We need this symbolic representation of the dark. Despite our insistence that life should be all ease and goodness, it really shouldn’t be. A world without fear would be a very destructive place for our psyches. Fear teaches us, helps us grow—it is foundational, one of the necessary elements of being alive. The only way to live free of fear’s domination is to possess healthy mechanisms that help you to deal with fear and express it rather than repress it. Nightmares are one such healthy mechanism, allowing us to express fear in a very practical and effective manner.

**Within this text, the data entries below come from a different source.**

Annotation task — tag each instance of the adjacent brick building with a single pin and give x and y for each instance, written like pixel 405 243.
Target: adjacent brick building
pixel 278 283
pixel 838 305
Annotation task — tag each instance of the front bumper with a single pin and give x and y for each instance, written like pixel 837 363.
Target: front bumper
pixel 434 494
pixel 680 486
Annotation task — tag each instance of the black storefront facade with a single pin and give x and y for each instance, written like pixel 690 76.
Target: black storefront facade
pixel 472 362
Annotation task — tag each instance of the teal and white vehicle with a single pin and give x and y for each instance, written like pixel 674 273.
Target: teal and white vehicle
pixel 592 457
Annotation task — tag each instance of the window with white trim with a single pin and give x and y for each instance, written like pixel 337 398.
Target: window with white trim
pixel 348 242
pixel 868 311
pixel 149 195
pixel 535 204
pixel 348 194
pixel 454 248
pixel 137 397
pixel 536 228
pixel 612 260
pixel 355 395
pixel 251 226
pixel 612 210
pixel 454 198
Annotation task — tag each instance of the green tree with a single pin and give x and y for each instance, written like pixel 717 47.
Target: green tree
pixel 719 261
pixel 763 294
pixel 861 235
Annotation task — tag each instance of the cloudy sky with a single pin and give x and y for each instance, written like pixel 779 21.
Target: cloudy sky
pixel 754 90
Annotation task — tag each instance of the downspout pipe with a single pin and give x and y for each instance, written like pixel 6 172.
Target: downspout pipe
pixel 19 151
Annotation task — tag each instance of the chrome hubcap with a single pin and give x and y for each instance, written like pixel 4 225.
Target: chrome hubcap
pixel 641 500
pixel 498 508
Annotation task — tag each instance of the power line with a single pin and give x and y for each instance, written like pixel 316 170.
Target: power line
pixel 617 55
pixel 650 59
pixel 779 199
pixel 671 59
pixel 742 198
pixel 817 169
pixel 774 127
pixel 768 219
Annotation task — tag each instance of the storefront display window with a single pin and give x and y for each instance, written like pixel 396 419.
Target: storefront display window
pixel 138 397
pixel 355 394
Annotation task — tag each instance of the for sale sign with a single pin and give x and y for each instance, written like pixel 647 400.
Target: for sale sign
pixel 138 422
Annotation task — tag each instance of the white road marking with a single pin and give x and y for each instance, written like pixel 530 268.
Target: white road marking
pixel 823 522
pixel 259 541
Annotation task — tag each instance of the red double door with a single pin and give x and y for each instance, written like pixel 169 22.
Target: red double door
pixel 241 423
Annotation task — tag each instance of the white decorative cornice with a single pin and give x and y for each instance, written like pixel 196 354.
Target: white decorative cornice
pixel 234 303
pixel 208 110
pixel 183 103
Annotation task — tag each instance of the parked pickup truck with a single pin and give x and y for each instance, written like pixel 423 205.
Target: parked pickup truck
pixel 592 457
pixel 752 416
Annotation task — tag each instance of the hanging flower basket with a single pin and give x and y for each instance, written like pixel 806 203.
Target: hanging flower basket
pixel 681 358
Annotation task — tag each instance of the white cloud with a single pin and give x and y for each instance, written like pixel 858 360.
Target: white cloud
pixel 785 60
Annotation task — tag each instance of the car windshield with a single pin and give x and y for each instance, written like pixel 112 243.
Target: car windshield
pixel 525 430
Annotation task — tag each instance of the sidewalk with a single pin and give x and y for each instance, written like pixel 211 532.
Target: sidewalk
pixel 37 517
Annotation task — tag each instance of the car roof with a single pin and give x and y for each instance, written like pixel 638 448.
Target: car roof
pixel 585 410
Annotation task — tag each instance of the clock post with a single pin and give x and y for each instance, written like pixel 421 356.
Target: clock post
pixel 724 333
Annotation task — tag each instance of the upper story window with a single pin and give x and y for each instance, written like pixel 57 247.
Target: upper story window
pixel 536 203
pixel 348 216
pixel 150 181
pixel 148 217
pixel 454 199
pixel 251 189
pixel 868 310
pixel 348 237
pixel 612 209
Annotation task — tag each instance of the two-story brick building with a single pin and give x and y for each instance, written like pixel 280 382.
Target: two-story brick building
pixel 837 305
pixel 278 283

They do their job well, and can be so effective that they stay with us for a long time. A friend of mine, Emanuel, a forty-one year old man who grew up in New York and Los Angeles, still remembers a nightmare from his childhood. When he was about twelve, he dreamed of being a passenger in his father’s car. They drove through his neighborhood on a cloudy fall day. When he looked out the window, dead people were sprawled on the lawns of the houses they passed. As he shared his dream, a surprising thing happened. Dozens of details flooded his memory. He began to recall more and more of the dream, and was shocked at how much he could actually remember. His unconscious opened up, and poured vivid details back to him. He said he felt as though the dream had just occurred.
He remembered being at a party before leaving in the car with his father. He recalled the layout of the house, its roundness, its large, spiral staircases surrounded by balconies of varying size and shape. After climbing the stairs, he went out onto one of the balconies, where blood began dripping from somewhere above. He remembered running to the floor above, where he found the source of the dripping blood was, in fact, a decapitated head.
After remembering these additional details, Emanuel now had more pieces of the puzzle. He recalled walking through the neighborhood, staring long, gated driveways that led to mansions hidden by hedges and trees. The dead bodies on the lawns were the security guards, and there was no one else around. Alone, he remembered his father had gone up to one of the houses to see if they could find out what was going on. Standing on the street, he saw a woman dressed only in a black negligee ride past on a bicycle. He described her as a prostitute and added that she seemed very out of place.
That’s a lot of detail, all resting in his unconscious for thirty years, waiting for a moment to be let out again. What can we make of this? Well, let’s start with a little interpretation. Without knowing exactly what was going on with Emanuel when he had the dream, we can’t be too precise about what to make of it. But given that he says he was about twelve when he had it, we know that we are talking about the period of time just prior to adolescence. Given that, there are two images that stand out: the decapitated head and the prostitute on the bike. This could very well connect to the intense thoughts that preoccupy most adolescents, sexual feelings exposed and out of place, could be symbolically represented by the bike-riding whore. These thoughts might just be too much to bear, hence the decapitated head.
There are more themes being expressed in this dream as we look at some of the other imagery. Houses often represent our sense of self in dreams, and in this dream, the houses are not visible, conjuring thoughts of not being ready to show one’s self to the world. The security guards protect these homes and have been killed, further emphasizing a sense of vulnerability.
But why did this dream stay with this dreamer for so long? The human mind is still more mystery than mastery, but I can surmise that there is some very important function that dark, scary images provide for us. They give us the hooks on which we hang the coats of our fears and uncertainties, so that we can approach life with confidence and self-assurance. And just like waking life experiences that stay prominent in our memory, so can the traces of long ago dreams last well into adulthood. By staying with him so long, Emanuel was certainly able to gain some insight into his childhood experience by examining this dream several decades after it occurred.